Co-Printed and Co-Sintered Packaging for Thermal Transfer Devices with LTCC and Copper

The demand for advanced materials in additive manufacturing has expanded from basic steels to more sophisticated composites and ceramics, enabling the production of high-performance materials and combinations. A significant challenge in device manufacturing is managing thermal flux and mitigating thermal expansion mismatches. By leveraging additive manufacturing and combining advanced materials, custom thermal transfer devices and packages made from alumina ceramics and copper can provide better thermal flux management and reduce thermal mismatches, ultimately increasing device lifetimes.

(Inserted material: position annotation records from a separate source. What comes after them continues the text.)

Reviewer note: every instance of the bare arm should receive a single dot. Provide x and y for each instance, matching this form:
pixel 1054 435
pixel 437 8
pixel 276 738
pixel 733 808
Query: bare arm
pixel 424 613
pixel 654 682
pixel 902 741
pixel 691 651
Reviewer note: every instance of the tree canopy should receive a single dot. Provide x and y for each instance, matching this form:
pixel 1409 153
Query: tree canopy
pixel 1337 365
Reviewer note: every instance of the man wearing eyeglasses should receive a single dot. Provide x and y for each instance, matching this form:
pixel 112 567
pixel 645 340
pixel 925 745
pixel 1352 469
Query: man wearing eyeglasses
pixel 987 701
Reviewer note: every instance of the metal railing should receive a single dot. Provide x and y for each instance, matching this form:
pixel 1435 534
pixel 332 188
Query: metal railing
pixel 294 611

In this work, we report on the continued development and optimization of processing and sintering conditions for a feedstock that combines low-temperature co-fired alumina ceramic (LTCC) with copper and copper-diamond composites. We explore the use of LTCC and copper in a fused filament fabrication (FFF) process for co-sintering. Specifically, we investigated how inorganic additives affected the sintering temperature of LTCC, enabling sintering at a copper-compatible temperature. We also examined the impact of polymer composition and material loading on feedstock extrusion, 3D patterning, and solvent debinding. We evaluated the mechanical properties of 3D-printed parts and studied the influence of inert vacuum versus air atmospheres on the final product, and its impact on densification. To characterize our results, we employed thermogravimetric analysis, 3D scanning, scanning electron microscopy, cross-sectional analysis, x-ray diffraction, tensile testing and thermal transfer. Through process optimization in printing, debinding, and sintering, we achieved >95% of the theoretical density for LTCC, with sintering temperatures between 1000-1100°C without post-processing. This research broadens the material selection available for FFF and opens new possibilities for using LTCC and copper-based 3D-printed components in advanced technological applications.